Connect with us
Örnek Resim Örnek Resim

Kıbrıs

Tatar: “Gönlüm her zaman UBP’yle”

Published

on

Ulusal Birlik Partisi (UBP) Parti Meclisi, Cumhurbaşkanlığı seçiminde bağımsız aday olacak Cumhurbaşkanı Ersin Tatar’ı destekleme kararı aldı.

UBP Parti meclisi, hükümetin, bilime, evrensel değerlere, anayasal haklara ve toplumun hassasiyetlerine göz önünde bulundurup, sağduyuyla hareket ederek kararlar üretmesine destek verdiklerini de açıkladı.

Cumhurbaşkanı Ersin Tatar karar sonrasında yaptığı konuşmada, “Yüreğimizle, gerçek anlamda birlik ve beraberlik içerisinde bu mücadeleyi verdiğimiz takdirde, bana göre bu mücadeleyi biz kazanacağız. Bundan kimsenin şüphesi olmasın.” dedi.

Ulusal Birlik Partisi (UBP) Merkez Yönetim Kurulu (MYK) toplantısın ardından UBP Parti Meclisi (PM), UBP Genel Başkanı ve Başbakan Ünal Üstel başkanlığında toplandı.

Sarayönü’ndeki parti binasında saat 16.20’de başlayan toplantı, yaklaşık bir saat sürdü. Cumhurbaşkanı Ersin Tatar da toplantının sonuna katılarak, konuşma yaptı.

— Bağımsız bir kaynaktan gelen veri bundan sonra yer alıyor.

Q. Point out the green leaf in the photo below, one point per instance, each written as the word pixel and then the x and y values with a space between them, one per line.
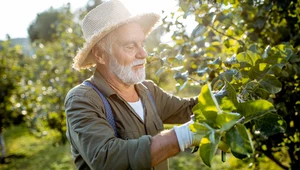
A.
pixel 226 120
pixel 227 104
pixel 240 141
pixel 248 57
pixel 255 109
pixel 262 93
pixel 269 124
pixel 208 147
pixel 208 103
pixel 257 72
pixel 271 84
pixel 231 93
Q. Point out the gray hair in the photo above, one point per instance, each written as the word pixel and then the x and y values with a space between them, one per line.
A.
pixel 106 43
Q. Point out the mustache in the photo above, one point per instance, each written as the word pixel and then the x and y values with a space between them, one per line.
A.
pixel 138 62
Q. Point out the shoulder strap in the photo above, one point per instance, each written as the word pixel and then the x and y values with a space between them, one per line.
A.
pixel 109 116
pixel 151 98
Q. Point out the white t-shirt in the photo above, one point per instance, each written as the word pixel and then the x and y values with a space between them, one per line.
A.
pixel 138 108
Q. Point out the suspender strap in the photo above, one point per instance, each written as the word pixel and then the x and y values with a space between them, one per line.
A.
pixel 109 116
pixel 152 100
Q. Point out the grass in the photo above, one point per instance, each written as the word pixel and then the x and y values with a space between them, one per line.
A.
pixel 27 152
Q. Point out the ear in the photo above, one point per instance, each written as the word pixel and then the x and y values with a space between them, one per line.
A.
pixel 99 54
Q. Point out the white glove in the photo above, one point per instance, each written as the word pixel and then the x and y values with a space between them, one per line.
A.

Tatar , yaptığı konuşmada dört buçuk yıl önce olduğu gibi bugün de UBP’nin kendisine verdiği destekten dolayı tüm partilere teşekkür etti.

Tatar, bu yola çıktıklarında UBP tabanına ve halka, artık federal temelde bir anlayışın geride kaldığını çünkü yıllarca yapılan görüşmelerde hiçbir netice alınamadığını ve yeni bir siyasete ihtiyaç olduğunu anlattıklarını hatırlatarak, bugüne kadar geçen dört buçuk yıllık sürede bunu dünyanın gündemine getirmenin başarısı içerisinde olduklarını vurguladı.

Egemen eşitlik ve eşit uluslararası statü temelindeki bu yeni siyasetin Türkiye Cumhuriyeti Cumhurbaşkanı Recep Tayyip Erdoğan tarafından da tüm dünyaya seslendirildiğine işaret eden Tatar, “Dolayısıyla bizim bu seçimi kazanmamızla artık milli siyaset tam yerini almış olacaktır.” ifadelerini kullandı.

Tatar, geçen sürede sarf edilen büyük çabanın devam edebilmesi, iradenin daha da fazla kökleşebilmesi ve Türkiye ile uyum içerisinde bu siyasetin sürdürülmesi için seçimin mutlak surette kazanılması gerektiğini belirterek, “Aksi takdirde çok zaman kaybedilecek ve milli siyaset çok zarar görecek.” dedi.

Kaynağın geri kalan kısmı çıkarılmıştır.